中トロに続いて登場したのは大トロ。サッと炙った大トロを漬けにして、さらにウニを丁寧に乗せて……。炙って漬けにすることで香りがたった大トロはウニと一緒に口のなかでとろけた。続く6品目は白子。肉厚で新鮮な生わかめになめらかな白子、もみじおろしとゆず皮をほんの少しすりおろして乗せ、まろやかなポン酢でいただいた。
8品目で登場したのは店名でもある「ノドグロ」。炙って脂が十分に引き出されたノドグロの上に煮切りしょうゆをサッと塗った握りで、魚の旨みが喉をするりと通っていった。次は、牡蠣。出汁で柔らかく煮た牡蠣を丁寧に半分に切って、シャリの上に重ね、佃煮風にしょうゆで煮た有明のりをトッピング。こんな味わいで牡蠣を堪能できるなんて新鮮だった。

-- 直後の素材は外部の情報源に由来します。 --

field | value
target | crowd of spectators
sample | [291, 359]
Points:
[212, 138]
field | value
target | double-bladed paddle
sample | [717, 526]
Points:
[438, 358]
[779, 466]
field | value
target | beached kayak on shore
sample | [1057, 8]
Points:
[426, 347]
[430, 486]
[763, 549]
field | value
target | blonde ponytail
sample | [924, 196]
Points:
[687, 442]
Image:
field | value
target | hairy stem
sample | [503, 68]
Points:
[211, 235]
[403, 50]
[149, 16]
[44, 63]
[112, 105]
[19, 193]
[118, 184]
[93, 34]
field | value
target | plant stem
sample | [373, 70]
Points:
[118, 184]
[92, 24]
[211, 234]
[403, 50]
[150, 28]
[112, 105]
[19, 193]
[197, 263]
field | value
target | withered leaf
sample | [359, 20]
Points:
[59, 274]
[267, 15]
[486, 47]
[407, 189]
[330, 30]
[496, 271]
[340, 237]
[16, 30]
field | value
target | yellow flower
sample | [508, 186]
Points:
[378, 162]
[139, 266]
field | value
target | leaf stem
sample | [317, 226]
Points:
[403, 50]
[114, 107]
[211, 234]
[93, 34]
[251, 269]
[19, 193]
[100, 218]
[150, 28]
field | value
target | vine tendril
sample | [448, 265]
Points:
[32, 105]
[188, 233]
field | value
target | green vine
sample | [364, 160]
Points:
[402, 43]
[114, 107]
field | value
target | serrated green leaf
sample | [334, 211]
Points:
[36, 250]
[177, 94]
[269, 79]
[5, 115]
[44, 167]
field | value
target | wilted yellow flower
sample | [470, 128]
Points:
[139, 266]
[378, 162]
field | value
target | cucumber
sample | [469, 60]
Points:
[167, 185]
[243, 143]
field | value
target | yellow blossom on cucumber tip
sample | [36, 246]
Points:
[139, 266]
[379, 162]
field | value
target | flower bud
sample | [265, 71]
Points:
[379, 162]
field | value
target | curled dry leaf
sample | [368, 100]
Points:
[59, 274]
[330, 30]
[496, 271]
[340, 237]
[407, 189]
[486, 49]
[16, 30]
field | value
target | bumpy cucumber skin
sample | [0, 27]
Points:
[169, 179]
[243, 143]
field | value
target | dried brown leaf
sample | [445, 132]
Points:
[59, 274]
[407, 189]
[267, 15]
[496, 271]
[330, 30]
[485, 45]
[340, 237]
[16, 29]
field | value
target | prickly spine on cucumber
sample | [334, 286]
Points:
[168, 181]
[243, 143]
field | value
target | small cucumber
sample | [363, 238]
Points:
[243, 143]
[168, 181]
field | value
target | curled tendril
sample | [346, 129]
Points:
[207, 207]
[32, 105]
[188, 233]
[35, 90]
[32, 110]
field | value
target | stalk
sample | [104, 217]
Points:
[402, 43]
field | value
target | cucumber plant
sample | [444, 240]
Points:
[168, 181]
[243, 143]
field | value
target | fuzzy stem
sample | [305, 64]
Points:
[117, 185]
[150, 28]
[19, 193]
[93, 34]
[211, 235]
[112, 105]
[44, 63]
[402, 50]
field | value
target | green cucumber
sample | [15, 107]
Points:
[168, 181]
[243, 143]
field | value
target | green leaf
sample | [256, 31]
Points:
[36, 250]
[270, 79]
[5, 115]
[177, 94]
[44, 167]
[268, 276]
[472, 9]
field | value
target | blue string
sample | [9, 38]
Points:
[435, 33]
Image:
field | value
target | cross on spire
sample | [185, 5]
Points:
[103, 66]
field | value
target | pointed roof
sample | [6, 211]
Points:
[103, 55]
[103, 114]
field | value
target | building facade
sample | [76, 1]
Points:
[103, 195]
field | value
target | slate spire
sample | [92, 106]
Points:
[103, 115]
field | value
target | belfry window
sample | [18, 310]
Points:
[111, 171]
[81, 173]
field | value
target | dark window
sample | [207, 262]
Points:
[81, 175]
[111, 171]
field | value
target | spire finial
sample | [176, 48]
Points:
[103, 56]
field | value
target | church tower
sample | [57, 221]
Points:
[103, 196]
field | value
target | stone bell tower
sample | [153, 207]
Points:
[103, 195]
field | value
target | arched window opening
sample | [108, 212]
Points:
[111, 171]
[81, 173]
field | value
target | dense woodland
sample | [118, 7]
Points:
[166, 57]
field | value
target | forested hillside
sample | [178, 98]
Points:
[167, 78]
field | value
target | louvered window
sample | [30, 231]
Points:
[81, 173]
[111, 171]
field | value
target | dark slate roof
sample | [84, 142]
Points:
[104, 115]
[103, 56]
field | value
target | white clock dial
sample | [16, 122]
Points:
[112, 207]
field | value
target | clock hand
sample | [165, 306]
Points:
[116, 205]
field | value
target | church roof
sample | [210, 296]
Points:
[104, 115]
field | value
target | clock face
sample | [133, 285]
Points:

全員が釘付けになったのが大皿に美しく盛られたカニ。旬を迎えた石川県のズワイガニだ。丼をイメージしたといい、丸く握られたシャリにカニ味噌、カニの身、その上からこぼれんばかりのいくらを目の前でポロポロと乗せて、贅沢過ぎる丼が完成した。
11品目はブリと大根というなじみ深い組み合わせだが、ブリとシャリをほんのり甘くしょうゆで味付けした薄切り大根で包み、3滴ほどゆず味噌を垂らした特製握り。続くは、ハワイ島コナ産アワビをスチームして肝ソースと一緒に。シンプルだからこそ新鮮な食材を丁寧に……を感じさせてくれた。
シマアジの握りはそっとシソを敷いて、しょうゆをサッと。静岡の本わさびが気品高くきいて、「アジってこんな美味しかった?」と思わずロコたちと顔を見合わせた。
この辺りで心もお腹もかなり満たされてきたタイミングで登場したのがお吸い物。キンキ、ノドグロ、ズワイガニ、ミル貝で出汁をとったといい、100%旨みだけの汁もので、ゆずがそっと香っていた。
続いて、個人的に大好物のアナゴの手巻き寿司が登場。有明のりにご飯、かつらむき後に細切りにしたキュウリ、アナゴ、甘辛だれとともに。ほどよくふっくらほどよく身が締まった穴子とシャキッとキュウリ。その相性が絶妙だった。クライマックスで登場したのは、平貝の握りにシソガーリックバターを乗せ、バーナーで炙ってバターを溶かした一品。そして有終の美を飾ったのは、チーズスフレ卵焼き。品よくチーズを感じデザートのように楽しめて、見事な締めくくりだった。
故郷を想う気持ちから、陶器の皿やガラスの箸置きは金沢から取り寄せたものを使用して、20年余りにわたる和食の匠の技術とアイデアを、楽しそうに披露してくれた辻さん。食感と味わいの計算し尽くされたバランスのなかで、素材の味を繊細に味わうことができるおまかせコースはあっぱれだった。夢をかなえ、才能を思う存分、寿司に込めていることが伝わり、なんとも温かく最高に美味しい体験に、全員が笑顔になっていた。